By Craig Burns
Two of today's most popular shows, Mad Men and Modern Family, provide a look at dads across the generations. The dads in Mad Men are far more concerned with affairs at work (and affairs at motels) than with their children. After all, the perception is that in that era, parenting was primarily the mother's job.
Mad Men — adultery and absence
Mad Men's Don Draper is no role model with his adultery, lying, cheating and identity theft. In fact, throughout the series, it's sometimes easy to forget he's a dad. TV dads rarely prove to be role models, although our society certainly seems to think so sometimes. Men may want to be like Don Draper, and women to be with him, but who would choose him to raise their children?
Modern Family — overcompensation and perfect parenting
Modern Family shows us the remarried older father, the cool dad who tries too hard and the two-father family, each one struggling to establish his role while proving that he's a great parent. Obviously it's a sitcom, so looking for a role model here is like looking for vegetarian options at a rib cook-off. Phil, the dad trying to be his kids' pal, epitomizes the modern dad, overcompensating for the lack of involvement by previous generations by overdoing it on a massive scale. Cam and Mitchell are so concerned about being seen as perfect parents that they obsess over getting into the best preschools, the latest parenting fads and being most popular at tumbling class.

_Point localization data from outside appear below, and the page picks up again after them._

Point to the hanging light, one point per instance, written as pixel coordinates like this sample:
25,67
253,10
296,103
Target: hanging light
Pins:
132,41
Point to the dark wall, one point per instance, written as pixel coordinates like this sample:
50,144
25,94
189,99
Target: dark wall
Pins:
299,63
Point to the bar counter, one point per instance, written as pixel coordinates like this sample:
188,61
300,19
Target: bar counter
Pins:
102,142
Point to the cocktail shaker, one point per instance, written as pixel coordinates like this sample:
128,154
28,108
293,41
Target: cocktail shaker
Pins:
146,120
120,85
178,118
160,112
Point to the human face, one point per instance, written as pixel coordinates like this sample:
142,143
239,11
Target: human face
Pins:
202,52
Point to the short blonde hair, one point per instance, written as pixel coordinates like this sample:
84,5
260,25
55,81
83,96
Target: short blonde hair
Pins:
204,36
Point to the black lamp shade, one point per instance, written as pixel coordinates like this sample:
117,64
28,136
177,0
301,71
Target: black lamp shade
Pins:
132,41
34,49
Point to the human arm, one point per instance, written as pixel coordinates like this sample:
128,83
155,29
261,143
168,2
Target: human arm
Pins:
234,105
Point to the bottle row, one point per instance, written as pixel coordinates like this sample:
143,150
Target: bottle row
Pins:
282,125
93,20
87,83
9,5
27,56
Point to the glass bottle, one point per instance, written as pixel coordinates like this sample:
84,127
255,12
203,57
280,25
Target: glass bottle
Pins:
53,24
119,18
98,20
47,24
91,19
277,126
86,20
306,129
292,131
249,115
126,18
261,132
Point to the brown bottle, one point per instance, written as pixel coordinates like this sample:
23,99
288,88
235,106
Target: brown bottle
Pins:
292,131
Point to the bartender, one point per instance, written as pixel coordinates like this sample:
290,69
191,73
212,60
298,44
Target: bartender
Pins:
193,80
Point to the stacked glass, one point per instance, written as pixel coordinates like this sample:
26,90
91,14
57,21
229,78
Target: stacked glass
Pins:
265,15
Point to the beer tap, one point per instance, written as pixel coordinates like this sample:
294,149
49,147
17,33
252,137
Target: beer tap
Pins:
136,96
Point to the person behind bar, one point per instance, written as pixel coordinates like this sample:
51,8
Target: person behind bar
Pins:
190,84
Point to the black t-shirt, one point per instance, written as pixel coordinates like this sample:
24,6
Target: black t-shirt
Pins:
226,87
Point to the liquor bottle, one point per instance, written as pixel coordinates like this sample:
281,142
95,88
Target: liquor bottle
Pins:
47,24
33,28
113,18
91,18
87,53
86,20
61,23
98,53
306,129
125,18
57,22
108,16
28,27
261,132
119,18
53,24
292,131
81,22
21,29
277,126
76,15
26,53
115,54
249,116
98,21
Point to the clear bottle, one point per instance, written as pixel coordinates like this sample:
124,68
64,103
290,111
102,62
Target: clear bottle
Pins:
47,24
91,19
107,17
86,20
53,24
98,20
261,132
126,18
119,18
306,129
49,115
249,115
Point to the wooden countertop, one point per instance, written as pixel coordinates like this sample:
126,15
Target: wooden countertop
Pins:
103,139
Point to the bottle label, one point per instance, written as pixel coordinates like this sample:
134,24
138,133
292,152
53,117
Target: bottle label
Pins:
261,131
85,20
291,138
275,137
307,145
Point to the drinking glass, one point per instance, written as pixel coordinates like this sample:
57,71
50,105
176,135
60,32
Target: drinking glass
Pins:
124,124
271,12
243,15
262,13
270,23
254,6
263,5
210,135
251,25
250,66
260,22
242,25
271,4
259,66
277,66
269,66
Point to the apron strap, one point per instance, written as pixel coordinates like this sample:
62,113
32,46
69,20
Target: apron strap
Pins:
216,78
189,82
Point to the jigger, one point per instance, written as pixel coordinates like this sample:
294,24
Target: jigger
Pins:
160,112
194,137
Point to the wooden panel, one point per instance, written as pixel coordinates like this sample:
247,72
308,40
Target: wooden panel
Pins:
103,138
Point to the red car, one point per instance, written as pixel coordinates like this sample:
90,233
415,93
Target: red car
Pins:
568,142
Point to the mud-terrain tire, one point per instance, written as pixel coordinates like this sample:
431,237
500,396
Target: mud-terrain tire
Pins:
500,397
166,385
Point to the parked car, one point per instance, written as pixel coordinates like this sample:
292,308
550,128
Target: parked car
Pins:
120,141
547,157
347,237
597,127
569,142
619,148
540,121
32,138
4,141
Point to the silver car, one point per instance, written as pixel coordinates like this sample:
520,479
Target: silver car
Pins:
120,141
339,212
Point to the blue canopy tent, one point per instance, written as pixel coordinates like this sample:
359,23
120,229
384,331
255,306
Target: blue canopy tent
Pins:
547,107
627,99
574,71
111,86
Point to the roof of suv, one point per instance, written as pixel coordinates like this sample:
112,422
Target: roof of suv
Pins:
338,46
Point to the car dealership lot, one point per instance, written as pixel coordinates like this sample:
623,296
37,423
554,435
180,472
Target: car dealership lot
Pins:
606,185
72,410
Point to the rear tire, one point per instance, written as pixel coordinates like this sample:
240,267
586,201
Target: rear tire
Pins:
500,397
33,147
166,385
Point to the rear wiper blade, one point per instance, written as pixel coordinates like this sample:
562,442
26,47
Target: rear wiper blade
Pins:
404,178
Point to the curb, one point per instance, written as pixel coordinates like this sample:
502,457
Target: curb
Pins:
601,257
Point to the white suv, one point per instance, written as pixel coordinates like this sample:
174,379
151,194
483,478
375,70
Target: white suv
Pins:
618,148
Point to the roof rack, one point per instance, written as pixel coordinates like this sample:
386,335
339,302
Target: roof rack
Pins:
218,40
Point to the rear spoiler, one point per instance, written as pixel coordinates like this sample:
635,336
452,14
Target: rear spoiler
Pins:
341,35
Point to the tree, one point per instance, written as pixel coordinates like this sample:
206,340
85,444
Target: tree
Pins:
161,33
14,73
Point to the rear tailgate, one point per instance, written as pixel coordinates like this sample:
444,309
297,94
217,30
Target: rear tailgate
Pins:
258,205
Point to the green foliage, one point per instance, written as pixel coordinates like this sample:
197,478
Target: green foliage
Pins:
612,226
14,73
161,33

Over the years, while living with our own fathers, we lived with our TV dads as well. As a father myself, there are days I feel like my dad — there are also days I feel a little bit like Al Bundy. TV dads may reflect reality, but they aren't real. Your dad is. If he's been there for you, unlike the fathers on Mad Men, and he's been involved in your life, like the dads of Modern Family, thank him this Father's Day.